A few things to note here. The command uses `python3`, not `python`. The base image is Debian-based and does not alias `python` to `python3`, so using `python` will fail with a "not found" error. I also use the Python API directly (`snapshot_download`) rather than the `huggingface-cli` command because the CLI binary can end up outside of `$PATH` after upgrading `huggingface-hub` during the Transformers install.

GLM-OCR is a public model under the MIT license, so no authentication token is needed. You will see a warning about unauthenticated requests having lower rate limits, but the download completes fine. If you want faster downloads during builds, you can set `HF_TOKEN` as an environment variable in RunPod's build settings.

The resulting image is around 10.5GB. That is large by general Docker standards, but completely normal for ML serving images and well within RunPod's limits.

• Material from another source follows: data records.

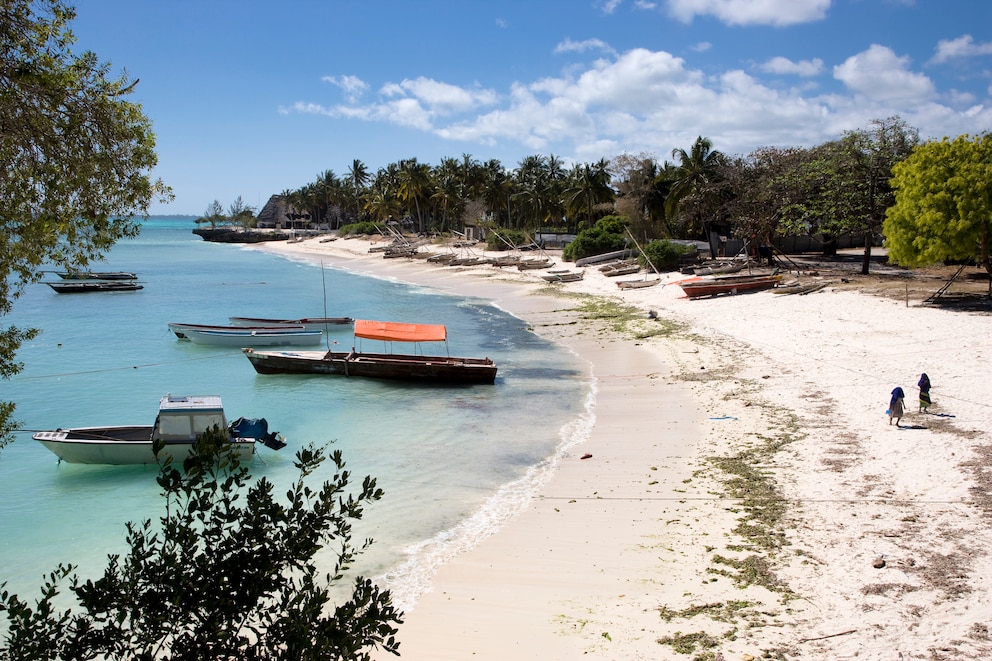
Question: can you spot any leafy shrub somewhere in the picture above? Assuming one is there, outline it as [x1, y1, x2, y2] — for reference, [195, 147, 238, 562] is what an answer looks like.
[640, 239, 696, 272]
[562, 216, 627, 262]
[0, 427, 402, 661]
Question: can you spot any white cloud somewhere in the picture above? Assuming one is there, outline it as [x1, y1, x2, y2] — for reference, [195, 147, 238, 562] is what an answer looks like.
[322, 76, 369, 103]
[555, 39, 616, 53]
[834, 44, 934, 102]
[668, 0, 831, 26]
[601, 0, 623, 14]
[294, 45, 992, 160]
[931, 34, 992, 64]
[759, 57, 823, 78]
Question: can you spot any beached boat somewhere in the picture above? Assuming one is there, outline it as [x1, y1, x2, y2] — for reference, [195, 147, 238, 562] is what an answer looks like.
[617, 278, 661, 289]
[679, 275, 782, 298]
[603, 264, 641, 278]
[182, 324, 324, 348]
[45, 280, 145, 294]
[541, 271, 585, 282]
[517, 257, 554, 271]
[32, 395, 286, 464]
[228, 317, 355, 330]
[55, 271, 138, 280]
[169, 322, 306, 340]
[692, 262, 747, 275]
[242, 319, 497, 384]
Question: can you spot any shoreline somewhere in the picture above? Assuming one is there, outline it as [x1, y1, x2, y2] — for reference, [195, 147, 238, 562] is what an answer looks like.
[254, 239, 992, 659]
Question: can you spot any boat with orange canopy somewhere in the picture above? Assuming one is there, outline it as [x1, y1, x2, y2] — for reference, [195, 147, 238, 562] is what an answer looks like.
[242, 319, 497, 383]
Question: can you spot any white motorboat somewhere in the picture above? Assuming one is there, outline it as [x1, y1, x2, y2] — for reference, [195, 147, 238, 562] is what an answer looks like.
[32, 395, 286, 465]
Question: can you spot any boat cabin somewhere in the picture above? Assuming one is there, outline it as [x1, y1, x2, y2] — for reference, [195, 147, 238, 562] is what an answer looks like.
[152, 395, 227, 442]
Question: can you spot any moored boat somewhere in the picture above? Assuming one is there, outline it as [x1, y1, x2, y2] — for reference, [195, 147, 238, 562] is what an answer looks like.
[169, 322, 306, 340]
[228, 317, 355, 330]
[55, 271, 138, 280]
[242, 319, 497, 384]
[183, 326, 324, 348]
[45, 280, 144, 294]
[32, 395, 286, 465]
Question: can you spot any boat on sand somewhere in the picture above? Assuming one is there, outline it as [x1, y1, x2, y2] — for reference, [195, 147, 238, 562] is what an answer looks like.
[242, 319, 497, 384]
[679, 274, 782, 298]
[32, 395, 286, 465]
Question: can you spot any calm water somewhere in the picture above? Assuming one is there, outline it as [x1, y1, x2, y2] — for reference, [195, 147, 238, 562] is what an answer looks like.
[0, 219, 593, 607]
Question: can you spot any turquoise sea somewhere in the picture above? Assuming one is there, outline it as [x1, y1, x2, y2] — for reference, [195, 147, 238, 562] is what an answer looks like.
[0, 217, 595, 608]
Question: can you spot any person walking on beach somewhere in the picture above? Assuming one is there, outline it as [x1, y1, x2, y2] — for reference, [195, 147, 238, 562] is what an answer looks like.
[889, 387, 906, 427]
[916, 372, 930, 413]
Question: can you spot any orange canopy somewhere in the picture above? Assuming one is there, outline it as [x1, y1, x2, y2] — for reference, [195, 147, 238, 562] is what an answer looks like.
[355, 319, 448, 342]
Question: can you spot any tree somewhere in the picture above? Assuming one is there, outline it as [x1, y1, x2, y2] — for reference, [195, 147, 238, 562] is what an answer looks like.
[227, 195, 256, 229]
[665, 136, 725, 241]
[0, 427, 402, 661]
[883, 133, 992, 295]
[0, 0, 171, 445]
[824, 117, 919, 275]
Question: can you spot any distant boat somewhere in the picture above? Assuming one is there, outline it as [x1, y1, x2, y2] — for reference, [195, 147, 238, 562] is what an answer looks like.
[55, 271, 138, 280]
[242, 319, 497, 384]
[45, 280, 144, 294]
[32, 395, 286, 465]
[228, 317, 355, 330]
[679, 275, 782, 298]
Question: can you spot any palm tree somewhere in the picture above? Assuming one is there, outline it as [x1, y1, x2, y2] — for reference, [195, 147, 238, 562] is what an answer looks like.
[565, 158, 616, 227]
[397, 158, 431, 232]
[665, 136, 726, 233]
[344, 158, 372, 220]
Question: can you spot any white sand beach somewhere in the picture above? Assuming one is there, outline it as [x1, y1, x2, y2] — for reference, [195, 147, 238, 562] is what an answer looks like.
[259, 239, 992, 661]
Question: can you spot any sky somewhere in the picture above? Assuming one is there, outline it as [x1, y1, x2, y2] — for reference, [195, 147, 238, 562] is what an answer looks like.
[70, 0, 992, 216]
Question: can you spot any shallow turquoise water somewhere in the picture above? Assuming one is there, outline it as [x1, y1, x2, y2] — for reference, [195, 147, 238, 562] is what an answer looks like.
[0, 219, 591, 605]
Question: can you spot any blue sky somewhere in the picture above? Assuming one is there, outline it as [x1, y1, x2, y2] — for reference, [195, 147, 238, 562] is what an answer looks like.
[73, 0, 992, 215]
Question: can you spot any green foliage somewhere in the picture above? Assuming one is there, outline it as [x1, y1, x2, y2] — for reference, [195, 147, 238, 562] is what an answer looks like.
[0, 428, 402, 661]
[641, 240, 696, 273]
[884, 133, 992, 273]
[339, 221, 382, 236]
[0, 0, 171, 444]
[486, 228, 530, 250]
[562, 216, 627, 262]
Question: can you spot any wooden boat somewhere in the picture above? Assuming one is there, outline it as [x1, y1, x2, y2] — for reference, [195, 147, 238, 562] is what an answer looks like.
[617, 278, 661, 289]
[32, 395, 286, 465]
[603, 264, 641, 278]
[489, 255, 520, 268]
[679, 275, 782, 298]
[692, 262, 747, 275]
[176, 326, 324, 348]
[45, 280, 145, 294]
[169, 322, 306, 340]
[228, 317, 355, 330]
[517, 257, 554, 271]
[541, 271, 585, 282]
[242, 319, 497, 384]
[55, 271, 138, 280]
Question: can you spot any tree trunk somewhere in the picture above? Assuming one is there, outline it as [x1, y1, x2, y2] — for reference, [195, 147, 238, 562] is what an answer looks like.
[861, 232, 871, 275]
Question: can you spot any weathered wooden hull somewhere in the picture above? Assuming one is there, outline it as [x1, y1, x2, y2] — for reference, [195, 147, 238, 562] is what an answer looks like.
[243, 349, 497, 383]
[679, 275, 782, 298]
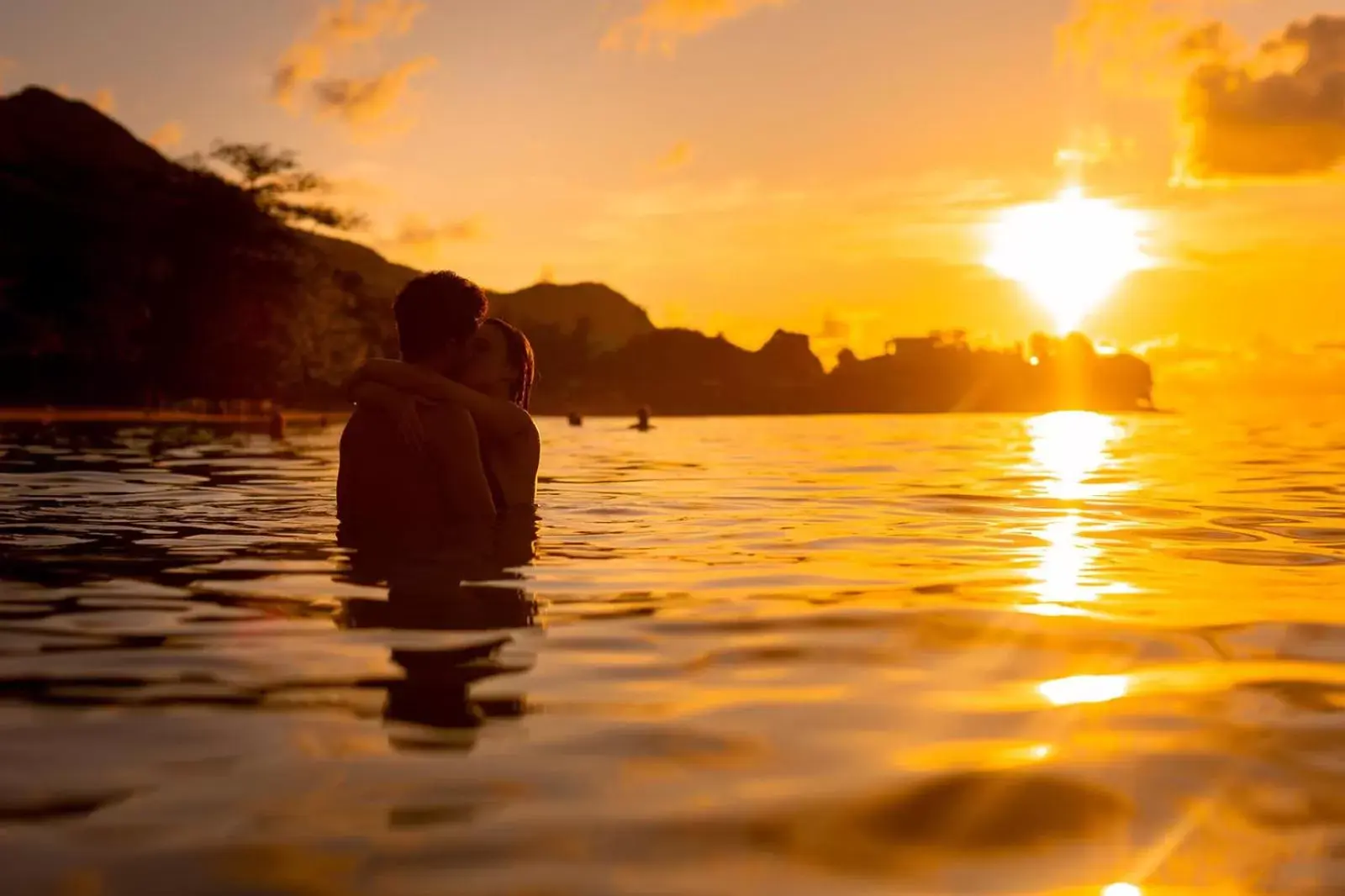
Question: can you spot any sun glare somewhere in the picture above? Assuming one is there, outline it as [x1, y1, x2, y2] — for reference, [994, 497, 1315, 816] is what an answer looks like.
[984, 187, 1152, 332]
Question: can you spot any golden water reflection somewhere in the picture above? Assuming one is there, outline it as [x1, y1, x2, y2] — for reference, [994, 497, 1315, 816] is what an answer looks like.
[1026, 410, 1134, 614]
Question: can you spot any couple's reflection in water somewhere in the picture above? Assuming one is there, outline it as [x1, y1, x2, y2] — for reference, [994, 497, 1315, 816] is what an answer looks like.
[336, 513, 538, 750]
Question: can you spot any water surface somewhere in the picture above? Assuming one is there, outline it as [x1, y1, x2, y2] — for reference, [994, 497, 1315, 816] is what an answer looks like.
[0, 414, 1345, 896]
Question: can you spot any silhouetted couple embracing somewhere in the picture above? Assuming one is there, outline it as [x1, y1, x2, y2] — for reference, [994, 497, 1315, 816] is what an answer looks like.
[336, 271, 541, 546]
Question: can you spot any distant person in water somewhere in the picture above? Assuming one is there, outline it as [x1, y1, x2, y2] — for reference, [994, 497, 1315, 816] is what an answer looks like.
[336, 271, 495, 547]
[354, 313, 542, 513]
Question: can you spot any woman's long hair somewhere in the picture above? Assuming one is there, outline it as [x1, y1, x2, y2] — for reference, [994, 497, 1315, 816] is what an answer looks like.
[483, 318, 536, 410]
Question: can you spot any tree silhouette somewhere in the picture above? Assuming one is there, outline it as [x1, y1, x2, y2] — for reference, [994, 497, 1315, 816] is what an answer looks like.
[182, 140, 366, 230]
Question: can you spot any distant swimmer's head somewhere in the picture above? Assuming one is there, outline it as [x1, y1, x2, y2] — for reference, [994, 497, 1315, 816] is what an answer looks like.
[393, 271, 489, 377]
[462, 318, 536, 410]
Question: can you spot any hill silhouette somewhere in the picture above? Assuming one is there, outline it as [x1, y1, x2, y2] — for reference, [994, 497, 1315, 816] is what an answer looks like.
[0, 87, 1152, 414]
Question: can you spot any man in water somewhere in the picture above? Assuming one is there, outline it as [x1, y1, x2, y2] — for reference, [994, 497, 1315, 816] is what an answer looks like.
[336, 271, 495, 547]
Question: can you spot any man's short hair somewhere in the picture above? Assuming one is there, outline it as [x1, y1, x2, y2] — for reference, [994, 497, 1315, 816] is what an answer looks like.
[393, 271, 489, 362]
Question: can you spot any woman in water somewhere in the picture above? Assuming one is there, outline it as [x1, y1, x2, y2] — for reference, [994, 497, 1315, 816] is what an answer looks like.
[351, 318, 542, 513]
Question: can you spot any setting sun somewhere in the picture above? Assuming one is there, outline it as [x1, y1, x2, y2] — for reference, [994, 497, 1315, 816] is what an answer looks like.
[984, 187, 1152, 332]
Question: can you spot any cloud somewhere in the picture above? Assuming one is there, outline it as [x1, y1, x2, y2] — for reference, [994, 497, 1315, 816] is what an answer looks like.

## Deploying on RunPod Serverless

Push the Dockerfile to a public GitHub repository. I use [github.com/matija2209/ocr-docker](https://github.com/matija2209/ocr-docker) for this.

In RunPod, create a new Serverless endpoint and select **Build from GitHub repo**. Point it to your repository. You do not need to set a container start command because the `CMD` in the Dockerfile already handles it.

No environment variables are required for the basic setup. The model is public, the port is configured, and the weights are in the image. Just deploy and wait for the build to complete.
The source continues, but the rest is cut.